Treatment with HRM inhibited FBS-induced G1-S progression, as demonstrated by the increase in G0/G1 cells (68.8±2.2%) accompanied by concurrent decrease in S-phase cells (16.7±2.0%) (Fig. 5A). These results suggest that hydrogen may prevent FBS-induced S-phase entry in VSMCs via a G0-G1 blocking mechanism.

Proportion of early apoptotic cells (Fig. 6A and B; lower right) increased from 1.36% (FBS-treated) to 2.1% (FBS + hydrogen-treated) (P<0.05). These results also showed that the proportion of late apoptotic cells (Fig. 6A and B; upper right) increased from 6.96 to 13.47% (P<0.01).

Following HRM treatment, a significant increase in Bax/Bcl-2 ratio (P<0.01) indicated that VSMCs were, in fact, progressing towards apoptosis (Fig. 6C and D).

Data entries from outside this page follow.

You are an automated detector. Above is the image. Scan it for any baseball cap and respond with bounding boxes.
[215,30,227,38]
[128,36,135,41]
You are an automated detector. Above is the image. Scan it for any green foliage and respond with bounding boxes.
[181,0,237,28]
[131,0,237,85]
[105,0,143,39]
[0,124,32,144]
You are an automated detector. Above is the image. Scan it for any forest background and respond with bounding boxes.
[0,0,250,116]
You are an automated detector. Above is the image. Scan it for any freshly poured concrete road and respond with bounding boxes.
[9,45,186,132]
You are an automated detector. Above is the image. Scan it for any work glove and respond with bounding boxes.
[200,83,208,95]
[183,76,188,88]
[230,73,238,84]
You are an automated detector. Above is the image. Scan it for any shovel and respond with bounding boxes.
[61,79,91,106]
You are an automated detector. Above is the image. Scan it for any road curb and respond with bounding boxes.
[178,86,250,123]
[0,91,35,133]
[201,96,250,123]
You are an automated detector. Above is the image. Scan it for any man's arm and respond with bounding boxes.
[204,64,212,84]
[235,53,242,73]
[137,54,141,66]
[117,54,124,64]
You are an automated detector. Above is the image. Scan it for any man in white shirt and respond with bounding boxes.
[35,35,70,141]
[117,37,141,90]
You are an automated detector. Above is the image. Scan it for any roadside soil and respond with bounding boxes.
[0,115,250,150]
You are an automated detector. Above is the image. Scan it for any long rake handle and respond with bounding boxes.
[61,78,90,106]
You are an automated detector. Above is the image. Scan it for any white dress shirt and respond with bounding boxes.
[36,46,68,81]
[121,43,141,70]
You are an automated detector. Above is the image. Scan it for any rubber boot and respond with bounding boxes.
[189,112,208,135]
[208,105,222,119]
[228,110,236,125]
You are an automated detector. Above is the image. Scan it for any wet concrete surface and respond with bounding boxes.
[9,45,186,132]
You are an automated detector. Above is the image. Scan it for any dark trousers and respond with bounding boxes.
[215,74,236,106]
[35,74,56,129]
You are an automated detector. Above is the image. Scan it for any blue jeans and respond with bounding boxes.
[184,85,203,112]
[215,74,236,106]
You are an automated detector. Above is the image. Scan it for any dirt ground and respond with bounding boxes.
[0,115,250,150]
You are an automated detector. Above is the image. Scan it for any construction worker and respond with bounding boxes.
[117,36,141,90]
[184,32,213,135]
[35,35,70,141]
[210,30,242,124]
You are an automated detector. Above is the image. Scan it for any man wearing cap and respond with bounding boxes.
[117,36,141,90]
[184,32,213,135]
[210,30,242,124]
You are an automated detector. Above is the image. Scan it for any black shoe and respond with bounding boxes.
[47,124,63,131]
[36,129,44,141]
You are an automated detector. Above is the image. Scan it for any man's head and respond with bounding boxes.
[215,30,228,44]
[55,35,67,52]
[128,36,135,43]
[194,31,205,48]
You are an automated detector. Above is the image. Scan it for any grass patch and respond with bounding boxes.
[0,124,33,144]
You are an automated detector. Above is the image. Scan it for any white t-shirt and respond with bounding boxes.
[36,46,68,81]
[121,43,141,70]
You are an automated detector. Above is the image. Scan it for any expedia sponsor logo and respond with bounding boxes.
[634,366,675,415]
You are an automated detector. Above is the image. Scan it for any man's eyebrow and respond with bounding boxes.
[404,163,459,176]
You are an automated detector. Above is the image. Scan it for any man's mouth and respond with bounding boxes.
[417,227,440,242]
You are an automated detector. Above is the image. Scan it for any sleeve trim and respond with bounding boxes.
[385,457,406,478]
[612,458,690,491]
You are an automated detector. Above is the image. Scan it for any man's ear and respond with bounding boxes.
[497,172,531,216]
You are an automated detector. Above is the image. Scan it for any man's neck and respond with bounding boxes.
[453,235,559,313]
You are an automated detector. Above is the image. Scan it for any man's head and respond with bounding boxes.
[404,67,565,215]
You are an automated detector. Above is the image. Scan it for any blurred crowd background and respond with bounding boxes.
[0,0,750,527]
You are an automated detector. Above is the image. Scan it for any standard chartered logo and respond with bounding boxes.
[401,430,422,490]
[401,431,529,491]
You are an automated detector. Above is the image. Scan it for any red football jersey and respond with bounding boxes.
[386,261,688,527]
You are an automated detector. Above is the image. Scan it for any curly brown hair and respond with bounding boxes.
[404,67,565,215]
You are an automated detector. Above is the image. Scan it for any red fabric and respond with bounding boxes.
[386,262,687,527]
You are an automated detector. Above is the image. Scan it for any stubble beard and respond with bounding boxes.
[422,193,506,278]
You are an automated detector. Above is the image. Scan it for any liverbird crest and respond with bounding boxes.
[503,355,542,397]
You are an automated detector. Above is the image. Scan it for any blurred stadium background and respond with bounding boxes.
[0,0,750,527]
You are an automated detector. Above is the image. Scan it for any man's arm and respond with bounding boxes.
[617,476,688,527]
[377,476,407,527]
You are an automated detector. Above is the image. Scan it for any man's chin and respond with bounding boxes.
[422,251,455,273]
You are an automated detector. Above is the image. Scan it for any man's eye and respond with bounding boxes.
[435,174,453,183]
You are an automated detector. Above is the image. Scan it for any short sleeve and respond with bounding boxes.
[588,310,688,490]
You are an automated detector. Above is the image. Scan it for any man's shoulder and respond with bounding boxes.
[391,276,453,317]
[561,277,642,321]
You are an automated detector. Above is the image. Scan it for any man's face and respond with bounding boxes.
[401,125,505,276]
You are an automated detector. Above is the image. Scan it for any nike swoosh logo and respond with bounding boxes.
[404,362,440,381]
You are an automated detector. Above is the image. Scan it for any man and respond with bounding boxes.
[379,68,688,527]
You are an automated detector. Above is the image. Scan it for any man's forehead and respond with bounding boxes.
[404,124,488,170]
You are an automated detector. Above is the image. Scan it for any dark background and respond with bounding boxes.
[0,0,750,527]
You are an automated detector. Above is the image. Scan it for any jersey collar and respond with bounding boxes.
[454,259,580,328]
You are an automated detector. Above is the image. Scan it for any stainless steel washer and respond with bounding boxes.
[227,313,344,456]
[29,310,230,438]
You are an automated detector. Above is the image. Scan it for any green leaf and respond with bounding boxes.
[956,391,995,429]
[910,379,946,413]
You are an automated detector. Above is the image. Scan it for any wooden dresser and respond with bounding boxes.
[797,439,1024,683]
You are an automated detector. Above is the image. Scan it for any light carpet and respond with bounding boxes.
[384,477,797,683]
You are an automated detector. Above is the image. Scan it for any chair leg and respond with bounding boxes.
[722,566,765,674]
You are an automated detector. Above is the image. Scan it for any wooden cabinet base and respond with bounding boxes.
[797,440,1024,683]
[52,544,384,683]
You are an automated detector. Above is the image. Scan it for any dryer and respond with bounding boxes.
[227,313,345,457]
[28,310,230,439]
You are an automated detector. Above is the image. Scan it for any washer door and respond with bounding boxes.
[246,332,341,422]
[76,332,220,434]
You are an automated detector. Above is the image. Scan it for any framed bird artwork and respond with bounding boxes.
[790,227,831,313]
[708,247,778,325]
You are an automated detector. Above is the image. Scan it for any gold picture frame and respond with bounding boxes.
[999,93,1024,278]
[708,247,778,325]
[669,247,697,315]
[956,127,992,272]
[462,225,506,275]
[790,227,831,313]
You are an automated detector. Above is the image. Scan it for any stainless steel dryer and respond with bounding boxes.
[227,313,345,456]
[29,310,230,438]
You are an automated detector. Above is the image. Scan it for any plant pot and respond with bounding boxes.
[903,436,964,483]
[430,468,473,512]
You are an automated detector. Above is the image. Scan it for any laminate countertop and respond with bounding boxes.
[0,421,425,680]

FBS treatment significantly induced intracellular peroxide production (Fig. 7A and B). ROS generation in cells treated with HRM was 395.6±16.1, compared with 483.0±15.1 for controls (P<0.01).

The 8-OHdG levels in cells treated with HRM were 1.3±0.0 ng/ml, compared to 1.6±0.1 ng/ml in controls (P<0.01) (Fig. 7C). Fig. 7D shows that treatment with HRM significantly inhibited MDA generation (FBS 3.7±0.2 vs. hydrogen 2.9±0.1; P<0.01).

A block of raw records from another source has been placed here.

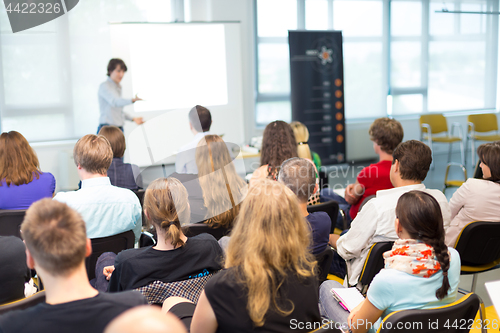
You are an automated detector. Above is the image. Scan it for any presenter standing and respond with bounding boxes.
[97,58,144,133]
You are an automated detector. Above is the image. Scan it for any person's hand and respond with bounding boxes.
[347,302,363,327]
[102,266,115,281]
[132,94,142,103]
[132,117,144,125]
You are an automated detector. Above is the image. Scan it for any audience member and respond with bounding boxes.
[54,134,142,242]
[446,141,500,247]
[175,105,212,174]
[0,131,56,209]
[250,120,298,183]
[196,135,247,229]
[320,191,460,333]
[290,121,321,205]
[167,180,321,333]
[278,157,332,254]
[96,178,223,291]
[330,140,451,286]
[104,305,186,333]
[0,236,31,304]
[320,118,403,229]
[0,199,146,333]
[98,126,142,191]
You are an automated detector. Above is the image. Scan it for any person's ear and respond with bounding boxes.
[85,238,92,257]
[26,248,35,269]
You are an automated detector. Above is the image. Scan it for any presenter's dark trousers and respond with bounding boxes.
[97,124,123,134]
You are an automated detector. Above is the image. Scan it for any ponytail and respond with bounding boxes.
[421,237,450,300]
[160,221,185,248]
[396,191,450,300]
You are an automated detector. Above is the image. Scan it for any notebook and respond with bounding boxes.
[331,287,365,312]
[484,280,500,314]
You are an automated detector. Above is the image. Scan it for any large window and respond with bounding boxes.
[0,0,172,141]
[255,0,498,126]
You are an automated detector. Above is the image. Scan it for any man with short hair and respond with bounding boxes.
[321,118,403,229]
[278,157,332,254]
[0,199,146,333]
[175,105,212,174]
[330,140,451,286]
[54,134,142,242]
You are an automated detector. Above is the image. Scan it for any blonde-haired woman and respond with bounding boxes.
[0,131,56,209]
[164,180,321,333]
[96,178,223,291]
[195,135,247,229]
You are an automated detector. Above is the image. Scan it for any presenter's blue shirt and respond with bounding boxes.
[0,172,56,209]
[54,177,142,242]
[99,77,132,127]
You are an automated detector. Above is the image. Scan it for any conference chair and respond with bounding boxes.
[455,222,500,292]
[420,114,465,165]
[132,190,147,226]
[443,162,467,193]
[85,230,135,280]
[358,242,394,295]
[182,222,231,240]
[307,200,342,234]
[0,290,45,315]
[377,293,480,333]
[464,113,500,165]
[0,209,26,238]
[315,245,333,284]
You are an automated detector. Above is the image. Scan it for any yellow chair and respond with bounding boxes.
[465,113,500,165]
[420,114,465,164]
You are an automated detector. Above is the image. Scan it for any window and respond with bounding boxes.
[255,0,499,126]
[0,0,172,142]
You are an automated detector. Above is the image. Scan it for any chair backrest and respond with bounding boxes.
[455,217,500,266]
[467,113,498,133]
[307,200,339,234]
[359,242,394,293]
[132,190,147,226]
[85,230,135,280]
[135,274,213,304]
[182,222,231,240]
[315,246,333,283]
[0,209,26,238]
[0,290,45,315]
[420,114,448,134]
[377,293,480,333]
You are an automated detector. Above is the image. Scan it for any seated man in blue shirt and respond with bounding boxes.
[54,134,142,242]
[0,198,146,333]
[278,157,332,254]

Stimulation of cells with 10% FBS induced Ras activation. Cells treated with HRM exhibited a slight inhibition of FBS-induced Ras activation (Fig. 8A). Treatment of FBS-stimulated VSMCs with HRM markedly decreased phosphorylated MEK1/2 levels (Fig. 8C). Data showed that FBS also induced a profound increase in ERK1/2 activation. Treatment with HRM significantly inhibited FBS-stimulated phosphorylation of ERK1/2 (Fig. 8B). By contrast, total ERK1/2 protein levels were not altered by treatment with hydrogen. FBS induced a profound increase in Akt activation. The level of Akt phosphorylation following FBS stimulation was also significantly inhibited by treatment with HRM (Fig. 5E). As shown in Fig. 8D, FBS-induced PCNA expression was significantly inhibited by HRM by 50% (P<0.01).